Gaining street credibility through marketing in 2018 is about creating a movement through honesty and integrity, borrowing your customer’s “cool” by co-creating with them then allowing them to evaluate you and make the final judgement. It’s more about brands that are not afraid to walk their talk, allow their customers to experience their energy and service, then give them the opportunitiy to tell the masses all about it – in their own words.
If the youth market forms part of your target market as a small business owner, it’s best you get geared up for being stripped by your prospects, building strong relationships with influencers in your industry, staying well informed, remaining prepared to have uncomfrotable and in-depth discussions on public platforms. Naturally, you will also need to have a fat wallet – getting the youth’s attention doesn’t always come cheap. They are unpredictable and fluid in their decisions. Attracting young people will require of you to go the unconventional route towards your marketing campaign’s success.

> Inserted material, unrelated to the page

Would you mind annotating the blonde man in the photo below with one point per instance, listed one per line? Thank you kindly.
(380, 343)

Brand campaigns that have hit the nail on the head include Foschini’s The Future is Female, Gugu Intimates launch campaign and Discovery Insure’s #RidingPopGun series. Foschini brought on board successful and inspiring female entrepreneurs, Gugu Intimates borrowed some “cool” from influential, bold, body confident South African women and Discovery made the choice to feature local celebrities in their video series.While all these campaigns were executed through various platforms that include digital media, basic marketing principles such as the formula of frequency to gain top of mind awareness were applied – Gugu Intimates showcased women from different walks of life over a set period of time, Foschini chose to carry the message through multiple platforms such as clothing items, events and the launch of the Maladives dolls while Discovery shot and shared multiple videos which made up the series/season.

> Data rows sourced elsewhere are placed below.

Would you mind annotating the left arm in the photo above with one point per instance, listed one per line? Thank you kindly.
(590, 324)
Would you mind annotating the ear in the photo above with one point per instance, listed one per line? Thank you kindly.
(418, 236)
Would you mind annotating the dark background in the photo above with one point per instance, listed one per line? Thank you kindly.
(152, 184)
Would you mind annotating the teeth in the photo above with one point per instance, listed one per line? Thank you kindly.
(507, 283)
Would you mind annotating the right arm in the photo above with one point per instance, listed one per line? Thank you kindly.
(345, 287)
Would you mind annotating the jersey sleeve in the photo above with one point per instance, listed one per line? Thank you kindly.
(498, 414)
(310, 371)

As you craft your youth marketing strategy, keep in mind the importance of being clear and consistent in what you are able to offer to consumers emotionally – that’s how humans connect. Source the help that you need to articulate it clearly. Instead of making decisions in the boardroom, make a conscious decision to step out, be on the ground and start engaging with the youth to gain insight and context around their issues. Stand for something, be vocal about it, your tribe will find you. Spend time creating platforms for your prospects to engage with you and to experience your offering. Remember to reward the early adopters by acknowledging them (think exclusive previews and involvement in campaigns) and personalising their brand experience. If your brand’s promise remains true, your business remains engaged with the youth and open for co-creation, your market can’t help but get a feeling of belonging, as well as the need for advocacy and loyalty.